Tuvo que pasar un año para que [REC] viera la luz. Condirigida con Paco Plaza, es su cinta más exitosa y celebrada. Nuevamente nos topamos con una línea argumental sencilla: un programa de televisión pretende pasar una madrugada acompañando a los bomberos para registrar su labor diaria. Con esa premisa, nada hace presagiar el festival de terror que el filme guarda para unos espectadores que en los primeros minutos se instalaron como voyeurs frente a la pantalla, y que fácilmente accedieron al juego cómplice de Ángela - la reportera - en su afán de grabarlo todo.

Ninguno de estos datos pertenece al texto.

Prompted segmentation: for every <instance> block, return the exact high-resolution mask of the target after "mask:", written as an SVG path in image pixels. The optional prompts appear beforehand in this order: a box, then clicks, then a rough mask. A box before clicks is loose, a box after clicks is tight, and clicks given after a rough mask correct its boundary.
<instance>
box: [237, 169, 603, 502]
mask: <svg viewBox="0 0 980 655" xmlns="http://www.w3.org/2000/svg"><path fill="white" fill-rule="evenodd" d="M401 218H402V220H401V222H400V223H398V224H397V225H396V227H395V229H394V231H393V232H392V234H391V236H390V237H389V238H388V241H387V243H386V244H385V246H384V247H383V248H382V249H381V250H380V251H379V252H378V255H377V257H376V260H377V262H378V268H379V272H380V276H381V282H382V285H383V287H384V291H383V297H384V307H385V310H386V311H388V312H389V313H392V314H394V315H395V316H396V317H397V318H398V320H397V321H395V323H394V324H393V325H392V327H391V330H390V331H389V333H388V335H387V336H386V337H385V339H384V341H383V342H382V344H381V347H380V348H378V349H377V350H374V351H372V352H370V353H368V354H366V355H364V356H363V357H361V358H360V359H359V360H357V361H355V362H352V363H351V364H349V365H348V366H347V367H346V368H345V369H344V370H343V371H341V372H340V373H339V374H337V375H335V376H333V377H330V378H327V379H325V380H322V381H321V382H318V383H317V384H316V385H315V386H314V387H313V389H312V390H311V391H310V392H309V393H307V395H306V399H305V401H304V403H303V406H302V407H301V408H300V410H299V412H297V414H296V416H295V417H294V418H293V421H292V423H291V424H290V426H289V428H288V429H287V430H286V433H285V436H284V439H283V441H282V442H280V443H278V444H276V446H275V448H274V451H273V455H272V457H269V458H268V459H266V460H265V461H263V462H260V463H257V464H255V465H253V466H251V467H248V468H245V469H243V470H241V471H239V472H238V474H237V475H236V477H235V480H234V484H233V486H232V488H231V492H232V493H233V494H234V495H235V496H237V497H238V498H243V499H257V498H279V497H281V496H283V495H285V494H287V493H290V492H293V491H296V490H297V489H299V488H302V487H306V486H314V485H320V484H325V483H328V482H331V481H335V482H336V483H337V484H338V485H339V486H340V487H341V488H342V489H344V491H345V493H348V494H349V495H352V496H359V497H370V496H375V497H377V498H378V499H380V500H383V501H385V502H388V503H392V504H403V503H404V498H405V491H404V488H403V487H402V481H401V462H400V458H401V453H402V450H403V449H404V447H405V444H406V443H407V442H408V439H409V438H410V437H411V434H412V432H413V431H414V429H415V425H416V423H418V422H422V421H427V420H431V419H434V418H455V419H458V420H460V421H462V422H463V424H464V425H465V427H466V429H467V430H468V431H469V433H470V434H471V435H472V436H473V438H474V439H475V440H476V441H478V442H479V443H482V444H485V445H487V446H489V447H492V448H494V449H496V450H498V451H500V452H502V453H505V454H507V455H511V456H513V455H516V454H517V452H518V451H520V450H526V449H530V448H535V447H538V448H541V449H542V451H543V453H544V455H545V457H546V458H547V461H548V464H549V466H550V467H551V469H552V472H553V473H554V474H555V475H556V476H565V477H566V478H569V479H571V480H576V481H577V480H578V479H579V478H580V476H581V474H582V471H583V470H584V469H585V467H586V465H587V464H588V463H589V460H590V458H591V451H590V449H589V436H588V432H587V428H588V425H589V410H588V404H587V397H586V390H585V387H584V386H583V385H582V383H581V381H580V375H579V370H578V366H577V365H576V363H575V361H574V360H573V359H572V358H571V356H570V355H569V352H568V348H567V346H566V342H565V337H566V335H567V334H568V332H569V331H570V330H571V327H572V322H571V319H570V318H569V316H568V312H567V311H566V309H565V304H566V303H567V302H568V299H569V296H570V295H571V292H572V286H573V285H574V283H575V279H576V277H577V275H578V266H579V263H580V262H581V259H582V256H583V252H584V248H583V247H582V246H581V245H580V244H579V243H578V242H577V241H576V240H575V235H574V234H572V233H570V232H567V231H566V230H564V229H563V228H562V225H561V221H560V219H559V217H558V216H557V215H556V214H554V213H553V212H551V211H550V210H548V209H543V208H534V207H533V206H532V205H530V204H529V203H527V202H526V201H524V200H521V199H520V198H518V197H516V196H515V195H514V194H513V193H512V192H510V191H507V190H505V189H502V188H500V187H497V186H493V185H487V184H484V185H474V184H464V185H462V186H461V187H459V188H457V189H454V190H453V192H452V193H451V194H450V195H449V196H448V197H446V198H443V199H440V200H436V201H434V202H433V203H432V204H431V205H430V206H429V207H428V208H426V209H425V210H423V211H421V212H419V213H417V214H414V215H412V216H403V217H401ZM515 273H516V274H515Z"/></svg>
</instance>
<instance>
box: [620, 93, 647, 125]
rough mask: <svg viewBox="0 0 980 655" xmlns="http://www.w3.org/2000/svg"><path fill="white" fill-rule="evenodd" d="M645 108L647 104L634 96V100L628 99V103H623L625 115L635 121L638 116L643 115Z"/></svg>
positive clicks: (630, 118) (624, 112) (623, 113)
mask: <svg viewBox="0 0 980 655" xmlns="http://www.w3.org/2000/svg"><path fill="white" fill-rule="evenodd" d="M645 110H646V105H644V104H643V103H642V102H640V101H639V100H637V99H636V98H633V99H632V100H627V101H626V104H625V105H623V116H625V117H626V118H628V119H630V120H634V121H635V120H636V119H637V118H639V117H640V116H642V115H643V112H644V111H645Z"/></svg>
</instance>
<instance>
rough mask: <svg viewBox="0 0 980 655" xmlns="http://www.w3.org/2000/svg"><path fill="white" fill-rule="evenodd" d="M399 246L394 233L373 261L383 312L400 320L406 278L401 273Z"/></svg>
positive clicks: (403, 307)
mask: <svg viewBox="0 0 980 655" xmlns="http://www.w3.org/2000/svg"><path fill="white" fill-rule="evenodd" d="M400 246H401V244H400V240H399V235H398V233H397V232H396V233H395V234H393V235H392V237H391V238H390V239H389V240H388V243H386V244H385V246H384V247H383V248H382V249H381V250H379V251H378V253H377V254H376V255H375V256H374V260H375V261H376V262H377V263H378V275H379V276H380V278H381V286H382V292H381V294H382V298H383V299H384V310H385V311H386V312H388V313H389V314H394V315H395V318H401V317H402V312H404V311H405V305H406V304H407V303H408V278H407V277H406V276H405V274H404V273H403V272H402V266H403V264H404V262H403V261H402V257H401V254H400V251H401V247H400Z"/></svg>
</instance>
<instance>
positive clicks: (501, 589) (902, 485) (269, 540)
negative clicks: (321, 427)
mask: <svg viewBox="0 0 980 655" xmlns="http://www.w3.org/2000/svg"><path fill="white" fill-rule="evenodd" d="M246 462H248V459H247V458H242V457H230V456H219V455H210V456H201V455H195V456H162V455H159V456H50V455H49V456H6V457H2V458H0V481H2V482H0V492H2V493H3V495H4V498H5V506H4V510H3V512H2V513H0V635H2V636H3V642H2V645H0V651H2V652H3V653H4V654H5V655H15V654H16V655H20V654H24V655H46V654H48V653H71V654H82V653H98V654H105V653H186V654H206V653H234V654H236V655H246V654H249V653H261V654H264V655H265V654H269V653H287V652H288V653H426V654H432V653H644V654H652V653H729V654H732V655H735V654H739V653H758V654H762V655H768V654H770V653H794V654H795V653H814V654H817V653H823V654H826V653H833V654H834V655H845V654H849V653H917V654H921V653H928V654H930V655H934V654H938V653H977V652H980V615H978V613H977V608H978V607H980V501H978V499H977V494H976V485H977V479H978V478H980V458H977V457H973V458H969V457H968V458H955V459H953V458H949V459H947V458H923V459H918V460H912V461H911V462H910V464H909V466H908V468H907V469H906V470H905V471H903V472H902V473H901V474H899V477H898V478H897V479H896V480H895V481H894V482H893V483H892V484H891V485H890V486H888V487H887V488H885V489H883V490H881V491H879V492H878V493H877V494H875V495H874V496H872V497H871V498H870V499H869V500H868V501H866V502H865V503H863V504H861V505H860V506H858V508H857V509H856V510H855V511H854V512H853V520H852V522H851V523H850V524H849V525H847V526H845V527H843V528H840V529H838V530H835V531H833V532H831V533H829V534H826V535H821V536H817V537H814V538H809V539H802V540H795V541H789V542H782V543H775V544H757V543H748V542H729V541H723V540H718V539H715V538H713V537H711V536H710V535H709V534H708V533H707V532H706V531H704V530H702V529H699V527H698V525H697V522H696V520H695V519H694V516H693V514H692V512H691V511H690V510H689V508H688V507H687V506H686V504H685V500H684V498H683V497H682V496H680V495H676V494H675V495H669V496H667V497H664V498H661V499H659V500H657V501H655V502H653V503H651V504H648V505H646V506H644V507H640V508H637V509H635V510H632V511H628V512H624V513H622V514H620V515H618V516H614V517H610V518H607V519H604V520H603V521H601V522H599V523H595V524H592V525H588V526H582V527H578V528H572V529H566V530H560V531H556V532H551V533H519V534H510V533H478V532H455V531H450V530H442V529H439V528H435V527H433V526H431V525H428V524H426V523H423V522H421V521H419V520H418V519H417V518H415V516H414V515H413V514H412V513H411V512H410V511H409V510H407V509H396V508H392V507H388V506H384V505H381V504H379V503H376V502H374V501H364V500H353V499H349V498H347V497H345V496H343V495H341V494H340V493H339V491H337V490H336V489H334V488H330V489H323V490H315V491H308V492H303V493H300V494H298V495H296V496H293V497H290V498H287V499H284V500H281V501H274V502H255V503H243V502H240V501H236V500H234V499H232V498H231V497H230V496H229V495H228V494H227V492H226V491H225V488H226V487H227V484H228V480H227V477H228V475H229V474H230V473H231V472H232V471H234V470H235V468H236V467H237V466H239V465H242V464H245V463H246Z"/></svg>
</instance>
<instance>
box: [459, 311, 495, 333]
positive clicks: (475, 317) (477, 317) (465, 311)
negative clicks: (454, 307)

[REC] es una película que mezcla diferentes tradiciones: la de un grupo en peligro que sortea la adversidad; la de los zombies feroces y hambrientos; y la de la posesión demoníaca. Es en este punto, que se puede advertir que la cinta se ha realizado con el ánimo de dejar satisfechos a los más acérrimos amantes del cine de terror, como son los mismos directores. de otro lado, el uso de la cámara en mano magnifíca el nivel del caos y revela el desconcierto, así como el pánico creciente de su protagonistas. Balagueró y Plaza logran que la sensación de claustrofobia y temor sea aún más vívida en la butaca. Como prueba de ello, quedan para el recuerdo las imágenes promocionales de la película en las que se mostraba a un público consternado en la primera función de [REC] en el Festival Internacional de Sitges.

Con Jaume Balagueró, el horror ha encontrado un artífice que lo aleja de la pura truculencia y efectismo, en tiempos de ideas escasas y remakes muchas veces innecesarios. Esperamos que el cineasta no se desvíe en el camino y continúe escarbando en los miedos que tan bien conoce.